Those who are looking closely at how state and municipal governments handle pension costs know the problem is going to require some creativity.
“Whatever share (of budgets) these pension costs are currently making up ... it's likely to increase” Gabriel Petek told Chicago City Wire. Petek is a managing director and sector leader in the U.S. Public Finance States group at S&P Global Ratings in San Francisco.
He said city and state officials are looking anywhere they can to balance finances under pressure.
“Governments will have to make cuts elsewhere,” Petek said.
S&P Global Ratings, which measures the creditworthiness of states and municipalities, has observed "a profound shift unfolding" in states where pension system funding is in distress, Petek wrote for The Hill, specifically citing Illinois, Kentucky and New Jersey.
"The pervasiveness of budget pressures in these and other states is inconsistent with a mature national economic expansion and signals real credit stress," Petek wrote. "Our recent negative rating actions on several states’ debt reflect this. Since January 2016, we have issued 11 state credit rating downgrades and just two upgrades."
A 2016 report calculated that Illinois' pension debt reached $130 billion last year – a 17 percent increase from 2015 – and account for more than a quarter of the state's annual budget, according to the Commission on Government Forecasting Accountability.
The combined total cost of unfunded debt related to local and state government retirement commitments is more than $267 billion, the Illinois Policy Institute reported in March.
Whether Republican Gov. Bruce Rauner and legislators in both parties and local government officials succeed in tackling pension problems will likely depend on whether officials adopt the try-everything approach that experts like Petek suggest may lead them out of the debt wilderness.
For example, Petek said, some governments are holding off on infrastructure investments or changing how they invest in higher education. As states cut funding to colleges and universities, higher education administrators can respond by adjusting tuition or changing the financing of programs.
Reducing existing pension benefits could give taxpayers some relief, Petek said. That would be good for Illinois resident. The Illinois Policy Institute report calculated that the rise in unfunded pension-related debt shakes out to $56,000 per household in added future taxes.

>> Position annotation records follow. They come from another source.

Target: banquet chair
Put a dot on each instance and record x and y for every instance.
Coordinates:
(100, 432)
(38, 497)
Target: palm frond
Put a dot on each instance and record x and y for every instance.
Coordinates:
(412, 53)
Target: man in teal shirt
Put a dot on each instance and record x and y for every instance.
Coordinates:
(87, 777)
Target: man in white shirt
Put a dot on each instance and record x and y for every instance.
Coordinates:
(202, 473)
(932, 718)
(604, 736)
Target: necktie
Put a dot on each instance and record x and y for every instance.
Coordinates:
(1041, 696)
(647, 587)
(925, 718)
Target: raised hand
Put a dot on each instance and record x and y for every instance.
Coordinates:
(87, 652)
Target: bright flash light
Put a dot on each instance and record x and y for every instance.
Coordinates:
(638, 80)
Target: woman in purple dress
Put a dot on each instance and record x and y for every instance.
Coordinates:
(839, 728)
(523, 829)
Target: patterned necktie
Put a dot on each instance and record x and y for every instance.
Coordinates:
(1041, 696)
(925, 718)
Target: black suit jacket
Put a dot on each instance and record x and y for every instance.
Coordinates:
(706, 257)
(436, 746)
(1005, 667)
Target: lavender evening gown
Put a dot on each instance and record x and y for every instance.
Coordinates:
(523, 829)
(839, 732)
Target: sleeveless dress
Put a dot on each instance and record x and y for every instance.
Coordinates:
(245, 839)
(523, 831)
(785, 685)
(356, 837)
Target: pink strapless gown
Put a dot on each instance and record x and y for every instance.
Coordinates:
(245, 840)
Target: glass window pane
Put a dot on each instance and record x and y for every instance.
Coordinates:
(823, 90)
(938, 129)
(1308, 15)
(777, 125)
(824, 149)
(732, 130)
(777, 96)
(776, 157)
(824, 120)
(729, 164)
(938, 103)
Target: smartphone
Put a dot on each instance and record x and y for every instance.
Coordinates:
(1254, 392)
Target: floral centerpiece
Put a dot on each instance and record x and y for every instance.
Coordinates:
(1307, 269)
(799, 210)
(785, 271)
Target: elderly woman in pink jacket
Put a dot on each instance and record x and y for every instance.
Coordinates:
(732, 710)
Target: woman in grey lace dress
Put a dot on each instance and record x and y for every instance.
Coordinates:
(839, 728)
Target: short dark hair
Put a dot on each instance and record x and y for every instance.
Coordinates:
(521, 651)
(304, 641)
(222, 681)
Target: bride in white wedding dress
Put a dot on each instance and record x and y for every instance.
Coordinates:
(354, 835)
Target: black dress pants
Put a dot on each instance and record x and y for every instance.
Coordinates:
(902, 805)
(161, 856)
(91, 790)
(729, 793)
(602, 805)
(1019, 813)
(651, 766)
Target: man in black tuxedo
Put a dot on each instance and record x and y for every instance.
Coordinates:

“It's easier said than done,” Petek said.
That's because cutting spending can be complicated. Many parts of state budgets are dictated by law. Others, like cutting contributions to secondary education, pose other challenges.
“It's a sensitive part of the budget to cut,” he said of school funding.
In general, he said, governments are looking in every corner for programs that can be cut, or other ways to decrease deficits in ways that won't enrage constituents.
“That's the tension that we see playing out," Petek said. "It will squeeze governments."